L’art. 115 del codice di rito detta il principio cardine della «disponibilità delle prove», in virtù del quale le parti sono tenute a proporre al giudice gli elementi di prova sulle quali basare il proprio convincimento, «salvi i casi previsti dalla legge».
Se, come sottolineato dalla Suprema Corte, «spetta indubbiamente alle parti proporre i mezzi di prova che esse ritengono più idonei ed utili, e se il giudice non può fondare la propria decisione che sulle prove dalle parti stesse proposte (e su quelle eventualmente ammissibili d’ufficio), rientra però nei compiti propri del giudice stesso stabilire quale dei mezzi offerti sia, nel caso concreto, più funzionalmente pertinente allo scopo di concludere l’indagine sollecitata dalle parti, ed è perciò suo potere, senza che si determini alcuna violazione del principio della disponibilità delle prove, portato dall’art. 115 c.p.c., ammettere esclusivamente le prove che ritenga, motivatamente, rilevanti ed influenti al fine del giudizio richiestogli e negare (o rifiutarne l’assunzione se già ammesse) le altre (fatta eccezione per il giuramento) che reputi del tutto superflue e defatigatorie».

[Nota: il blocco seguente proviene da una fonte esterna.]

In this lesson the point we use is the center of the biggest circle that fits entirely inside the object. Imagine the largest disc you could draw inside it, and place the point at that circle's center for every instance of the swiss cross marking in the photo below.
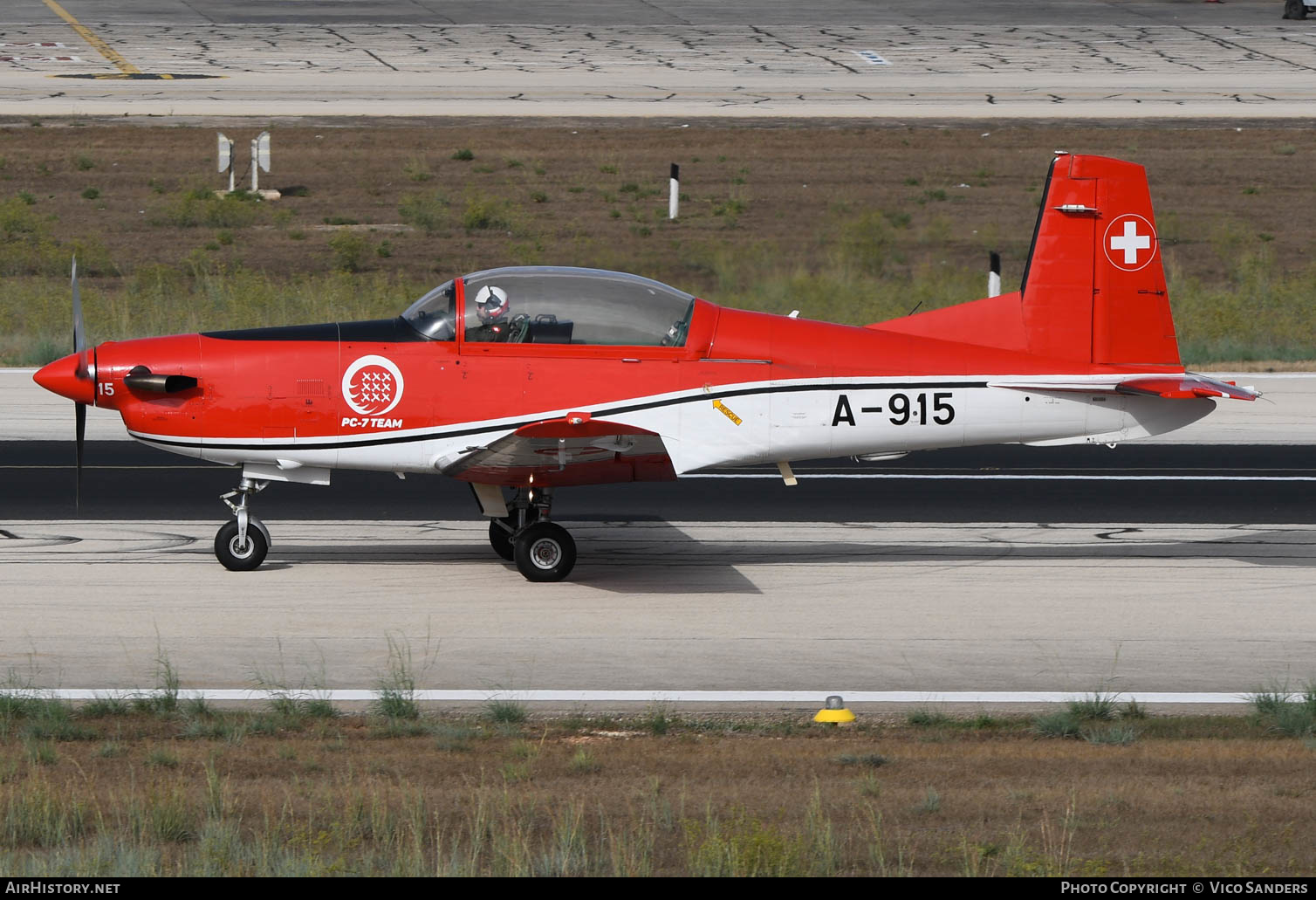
(1129, 243)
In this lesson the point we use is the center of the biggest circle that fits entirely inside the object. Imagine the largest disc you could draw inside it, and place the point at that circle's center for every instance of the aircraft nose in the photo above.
(61, 376)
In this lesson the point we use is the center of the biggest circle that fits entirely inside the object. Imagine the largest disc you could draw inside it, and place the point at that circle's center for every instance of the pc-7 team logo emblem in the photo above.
(373, 386)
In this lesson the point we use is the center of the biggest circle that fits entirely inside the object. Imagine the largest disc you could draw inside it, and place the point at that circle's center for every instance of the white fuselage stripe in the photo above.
(968, 477)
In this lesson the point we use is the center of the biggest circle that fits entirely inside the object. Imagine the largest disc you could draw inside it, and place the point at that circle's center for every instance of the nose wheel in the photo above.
(543, 550)
(240, 554)
(243, 544)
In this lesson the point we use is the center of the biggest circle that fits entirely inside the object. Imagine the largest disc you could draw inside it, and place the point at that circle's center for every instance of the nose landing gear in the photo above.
(543, 550)
(243, 544)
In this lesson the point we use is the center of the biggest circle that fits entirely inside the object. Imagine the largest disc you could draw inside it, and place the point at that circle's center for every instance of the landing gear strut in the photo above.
(543, 550)
(243, 544)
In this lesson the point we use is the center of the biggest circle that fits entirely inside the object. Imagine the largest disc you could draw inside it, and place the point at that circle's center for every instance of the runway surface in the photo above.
(670, 607)
(1149, 567)
(679, 58)
(1217, 484)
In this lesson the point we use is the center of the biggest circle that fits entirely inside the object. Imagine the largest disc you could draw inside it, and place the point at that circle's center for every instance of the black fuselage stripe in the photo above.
(612, 411)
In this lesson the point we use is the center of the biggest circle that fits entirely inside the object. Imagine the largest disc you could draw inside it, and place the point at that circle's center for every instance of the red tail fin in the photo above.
(1093, 287)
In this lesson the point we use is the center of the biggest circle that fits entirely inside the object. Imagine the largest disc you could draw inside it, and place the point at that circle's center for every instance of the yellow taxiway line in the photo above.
(98, 44)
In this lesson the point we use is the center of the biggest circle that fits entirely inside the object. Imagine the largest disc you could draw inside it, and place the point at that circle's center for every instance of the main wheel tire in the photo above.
(544, 553)
(236, 557)
(500, 539)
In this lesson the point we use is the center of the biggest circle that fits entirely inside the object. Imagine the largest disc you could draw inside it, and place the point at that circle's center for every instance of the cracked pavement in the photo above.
(1196, 64)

Quindi, incombe sulla parte che agisce in giudizio indicare e provare specificamente i fatti posti a base delle pretese avanzate, fermo restando che spetta al giudice la decisione sulla pertinenza dei mezzi proposti.
Come indicato dalla Suprema Corte, «in virtù del principio dispositivo delle prove, il mancato reperimento nel fascicolo di parte, al momento della decisione, di alcuni documenti ritualmente prodotti, deve presumersi espressione, in assenza della denuncia di altri eventi, di un atto volontario della parte stessa, che è libera di ritirare il proprio fascicolo e di omettere la restituzione di esso o di alcuni dei documenti ivi contenuti; ne consegue che è onere della parte dedurre quella incolpevole mancanza (ove ciò non risulti in maniera palese anche in assenza della parte e di una sua espressa segnalazione in tal senso) e che il giudice è tenuto ad ordinare la ricerca o disporre la ricostruzione della documentazione non rinvenuta solo ove risulti l’involontarietà della mancanza, dovendo, negli altri casi, decidere sulla base delle prove e dei documenti sottoposti al suo esame al momento della decisione» (83).
Nei poteri del giudice in tema di disponibilità e valutazione delle prove rientra quello di fondare il proprio convincimento su accertamenti compiuti in altri giudizi fra le stesse o anche fra altre parti, quando i risultati siano acquisiti nel giudizio della cui cognizione egli è investito, potendo chi vi abbia interesse contestare quelle risultanze ovvero allegare prove contrarie.

Il principio espresso dall’art. 115 c.p.c. e l’onere di contestazione

Il primo comma dell’art. 115 c.p.c. dispone che «salvi i casi previsti dalla legge, il giudice deve porre a fondamento della decisione le prove proposte dalle parti o dal pubblico ministero, nonché i fatti non specificatamente contestati dalla parte costituita».
È sufficiente leggere il testo dell’articolo per rendersi conto del fatto che la mancata contestazione specifica di circostanze di fatto produce l’effetto della relevatio ab onere probandi per la controparte.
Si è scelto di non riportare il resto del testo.